Data on the prevalence of HIV infection in Africa are very limited, despite the huge need of this information for proper planning of health service delivery. The only data that is generally regularly available is from antenatal clinic surveys, and extrapolations to the general population are then made using this data and a number of assumptions. Therefore it is useful to understand how antenatal prevalence might predict the extent of the infection in other population groups. This study considers such an issue:
Study of bias in antenatal clinic HIV-1 surveillance data in a high contraceptive prevalence population in sub-Saharan Africa.
AIDS 2002 Mar 8;16(4):643-52
Gregson S, Terceira N, Kakowa M, Mason PR, Anderson RM, Chandiwana SK, Carael M.
Department of Infectious Disease Epidemiology, Imperial College School of Medicine, Norfolk Place, London W2 1PG, UK.
OBJECTIVE: To describe patterns, sources and consequences of bias in antenatal clinic (ANC) HIV prevalence estimates in a high contraceptive prevalence population.
BACKGROUND: HIV surveillance in Africa relies on data from pregnant women attending ANCs. HIV estimates from pregnant women understate female infection levels in low income, high fertility populations. Bias in high contraceptive use, delayed sexual debut populations remains undescribed.
DESIGN AND METHOD: Comparison of parallel cross-sectional population and antenatal survey data from rural Zimbabwe, where 60% of women are recent contraceptive users.
RESULTS: HIV prevalence in recently pregnant women (25.7%; n = 576) and all women (25.5%; n = 5138) is similar over the age-range 15-44 years. As in high fertility populations, HIV prevalence is higher in pregnant women at young ages and lower at older ages but the crossover point occurs later due to delayed sexual activity. HIV understatement at older ages due to HIV-associated infertility is mitigated by less HIV infection and less frequent ANC attendance in contraceptive users.

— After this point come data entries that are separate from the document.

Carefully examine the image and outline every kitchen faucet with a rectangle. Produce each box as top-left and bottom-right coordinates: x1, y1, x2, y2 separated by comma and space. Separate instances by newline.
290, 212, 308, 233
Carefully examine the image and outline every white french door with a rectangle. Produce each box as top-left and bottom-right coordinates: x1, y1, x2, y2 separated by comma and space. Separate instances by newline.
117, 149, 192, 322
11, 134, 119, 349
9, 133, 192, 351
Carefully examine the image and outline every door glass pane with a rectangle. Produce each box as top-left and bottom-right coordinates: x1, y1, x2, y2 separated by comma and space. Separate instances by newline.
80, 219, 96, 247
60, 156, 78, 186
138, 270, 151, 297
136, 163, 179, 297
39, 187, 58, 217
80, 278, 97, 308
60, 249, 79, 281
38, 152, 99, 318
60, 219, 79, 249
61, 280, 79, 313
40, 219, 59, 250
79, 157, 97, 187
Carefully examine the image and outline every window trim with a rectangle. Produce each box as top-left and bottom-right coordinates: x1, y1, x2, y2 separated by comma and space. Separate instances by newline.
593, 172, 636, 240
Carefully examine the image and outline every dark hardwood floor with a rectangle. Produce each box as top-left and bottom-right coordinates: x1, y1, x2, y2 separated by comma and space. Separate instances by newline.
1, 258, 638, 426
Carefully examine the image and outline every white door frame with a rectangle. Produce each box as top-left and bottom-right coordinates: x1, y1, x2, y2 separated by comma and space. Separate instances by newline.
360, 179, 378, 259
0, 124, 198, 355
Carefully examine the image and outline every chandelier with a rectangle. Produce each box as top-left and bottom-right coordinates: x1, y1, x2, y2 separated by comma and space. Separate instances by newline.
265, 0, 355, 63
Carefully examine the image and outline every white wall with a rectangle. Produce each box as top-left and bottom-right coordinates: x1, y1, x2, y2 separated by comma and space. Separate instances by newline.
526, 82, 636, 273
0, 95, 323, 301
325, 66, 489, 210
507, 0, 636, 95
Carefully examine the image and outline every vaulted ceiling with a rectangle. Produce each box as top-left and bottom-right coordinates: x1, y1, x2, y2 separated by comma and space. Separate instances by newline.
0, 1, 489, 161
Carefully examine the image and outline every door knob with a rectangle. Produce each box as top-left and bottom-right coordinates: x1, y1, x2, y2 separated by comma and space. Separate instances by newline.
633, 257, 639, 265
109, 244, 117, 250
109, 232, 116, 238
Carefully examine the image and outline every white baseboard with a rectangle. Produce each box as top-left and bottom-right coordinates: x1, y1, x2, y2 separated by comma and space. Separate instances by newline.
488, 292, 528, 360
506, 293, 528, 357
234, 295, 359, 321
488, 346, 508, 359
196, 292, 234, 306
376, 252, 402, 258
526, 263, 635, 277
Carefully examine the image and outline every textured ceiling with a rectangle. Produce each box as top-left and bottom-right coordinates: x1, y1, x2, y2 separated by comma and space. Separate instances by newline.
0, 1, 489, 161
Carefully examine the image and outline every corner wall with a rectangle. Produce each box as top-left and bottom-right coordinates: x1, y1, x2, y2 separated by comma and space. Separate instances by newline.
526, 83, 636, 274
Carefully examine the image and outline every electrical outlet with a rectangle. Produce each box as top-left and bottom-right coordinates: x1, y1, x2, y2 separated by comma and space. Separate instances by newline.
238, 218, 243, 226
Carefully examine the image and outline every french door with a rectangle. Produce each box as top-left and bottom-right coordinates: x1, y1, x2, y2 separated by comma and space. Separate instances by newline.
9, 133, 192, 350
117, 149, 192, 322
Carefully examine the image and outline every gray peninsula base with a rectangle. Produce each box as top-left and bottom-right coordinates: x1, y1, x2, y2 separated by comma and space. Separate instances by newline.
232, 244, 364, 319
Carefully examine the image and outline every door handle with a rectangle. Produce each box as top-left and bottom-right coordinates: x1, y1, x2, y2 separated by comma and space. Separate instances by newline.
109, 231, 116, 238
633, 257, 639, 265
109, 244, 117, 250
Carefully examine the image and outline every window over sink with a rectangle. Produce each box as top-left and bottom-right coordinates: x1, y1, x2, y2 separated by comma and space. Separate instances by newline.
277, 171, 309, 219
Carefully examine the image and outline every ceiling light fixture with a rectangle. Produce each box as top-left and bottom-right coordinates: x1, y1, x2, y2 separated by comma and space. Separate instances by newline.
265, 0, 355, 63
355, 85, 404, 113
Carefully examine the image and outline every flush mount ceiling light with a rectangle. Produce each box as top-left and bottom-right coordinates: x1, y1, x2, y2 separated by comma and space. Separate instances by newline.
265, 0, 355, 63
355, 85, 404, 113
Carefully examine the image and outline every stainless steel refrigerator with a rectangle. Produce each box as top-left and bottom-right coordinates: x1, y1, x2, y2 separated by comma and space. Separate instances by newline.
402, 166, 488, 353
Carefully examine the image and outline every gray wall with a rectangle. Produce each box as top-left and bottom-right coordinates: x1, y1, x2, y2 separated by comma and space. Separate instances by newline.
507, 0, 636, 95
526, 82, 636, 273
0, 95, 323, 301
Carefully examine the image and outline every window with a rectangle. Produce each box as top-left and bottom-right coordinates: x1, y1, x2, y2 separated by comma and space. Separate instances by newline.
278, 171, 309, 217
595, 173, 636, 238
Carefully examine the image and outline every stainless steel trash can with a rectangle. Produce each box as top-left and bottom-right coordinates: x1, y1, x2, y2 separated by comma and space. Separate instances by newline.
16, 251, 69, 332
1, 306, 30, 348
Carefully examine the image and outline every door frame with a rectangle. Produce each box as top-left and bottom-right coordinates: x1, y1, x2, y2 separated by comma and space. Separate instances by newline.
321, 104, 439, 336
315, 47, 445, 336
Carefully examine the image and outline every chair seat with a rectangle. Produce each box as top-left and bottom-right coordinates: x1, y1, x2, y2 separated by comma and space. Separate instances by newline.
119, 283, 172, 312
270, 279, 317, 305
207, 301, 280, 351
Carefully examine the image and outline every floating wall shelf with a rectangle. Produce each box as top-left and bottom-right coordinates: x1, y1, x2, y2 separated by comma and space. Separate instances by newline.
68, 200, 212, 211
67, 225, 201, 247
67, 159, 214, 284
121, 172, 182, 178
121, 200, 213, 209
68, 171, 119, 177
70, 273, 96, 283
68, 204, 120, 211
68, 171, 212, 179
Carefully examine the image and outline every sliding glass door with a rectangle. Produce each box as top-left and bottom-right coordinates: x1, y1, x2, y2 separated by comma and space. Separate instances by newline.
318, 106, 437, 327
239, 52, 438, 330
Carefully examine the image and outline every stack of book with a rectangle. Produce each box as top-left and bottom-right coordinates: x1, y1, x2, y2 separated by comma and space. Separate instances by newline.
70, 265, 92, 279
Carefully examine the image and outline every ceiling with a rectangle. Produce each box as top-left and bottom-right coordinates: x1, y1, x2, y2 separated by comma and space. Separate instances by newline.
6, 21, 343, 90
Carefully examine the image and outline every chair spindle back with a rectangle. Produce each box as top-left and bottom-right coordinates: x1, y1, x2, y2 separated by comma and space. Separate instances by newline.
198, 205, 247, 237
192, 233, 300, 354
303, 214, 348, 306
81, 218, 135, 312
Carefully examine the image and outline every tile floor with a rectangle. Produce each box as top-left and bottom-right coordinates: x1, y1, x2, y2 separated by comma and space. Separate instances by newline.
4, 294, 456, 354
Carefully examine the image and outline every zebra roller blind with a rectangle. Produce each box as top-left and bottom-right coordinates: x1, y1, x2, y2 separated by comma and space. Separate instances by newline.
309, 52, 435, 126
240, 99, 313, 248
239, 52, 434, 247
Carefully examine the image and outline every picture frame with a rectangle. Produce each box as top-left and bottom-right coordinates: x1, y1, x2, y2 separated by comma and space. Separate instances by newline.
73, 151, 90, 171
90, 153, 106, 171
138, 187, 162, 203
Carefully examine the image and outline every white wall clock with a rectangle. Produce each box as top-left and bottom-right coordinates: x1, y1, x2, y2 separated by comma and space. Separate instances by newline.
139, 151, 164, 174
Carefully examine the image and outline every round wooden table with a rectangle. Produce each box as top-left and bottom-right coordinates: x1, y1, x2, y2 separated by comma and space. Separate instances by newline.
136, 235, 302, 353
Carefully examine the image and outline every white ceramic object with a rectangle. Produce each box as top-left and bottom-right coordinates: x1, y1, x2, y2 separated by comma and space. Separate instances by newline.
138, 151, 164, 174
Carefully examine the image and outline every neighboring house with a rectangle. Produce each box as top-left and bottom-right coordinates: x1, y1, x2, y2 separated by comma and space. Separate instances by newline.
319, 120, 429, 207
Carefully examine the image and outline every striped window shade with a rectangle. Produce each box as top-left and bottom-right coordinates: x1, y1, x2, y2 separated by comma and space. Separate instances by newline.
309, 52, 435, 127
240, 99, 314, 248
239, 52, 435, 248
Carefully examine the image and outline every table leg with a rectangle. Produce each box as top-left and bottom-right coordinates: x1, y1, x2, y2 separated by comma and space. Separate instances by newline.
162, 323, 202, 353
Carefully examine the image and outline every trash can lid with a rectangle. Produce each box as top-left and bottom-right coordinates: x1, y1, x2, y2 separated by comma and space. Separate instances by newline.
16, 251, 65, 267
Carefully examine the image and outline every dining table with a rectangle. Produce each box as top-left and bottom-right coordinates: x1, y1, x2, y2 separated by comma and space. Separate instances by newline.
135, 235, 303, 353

The local ANC HIV prevalence estimate is lower [21.2%; n = 1215; risk ratio versus pregnant women in the general population, 0.8; 95% confidence interval (CI), 0.7-1.0], possibly because women from more remote areas are included. ANC estimates overstate the relative risk of HIV in more educated women (age-adjusted odds ratio, 1.1; 95% CI, 0.8-1.4 versus 0.7; 95% CI, 0.6-0.9).
CONCLUSIONS: ANC estimates understate female HIV prevalence in this low fertility population but, here, the primary cause is not selection of pregnant women. ANC estimate adjustment procedures that control for contraceptive use and age at first sex are needed.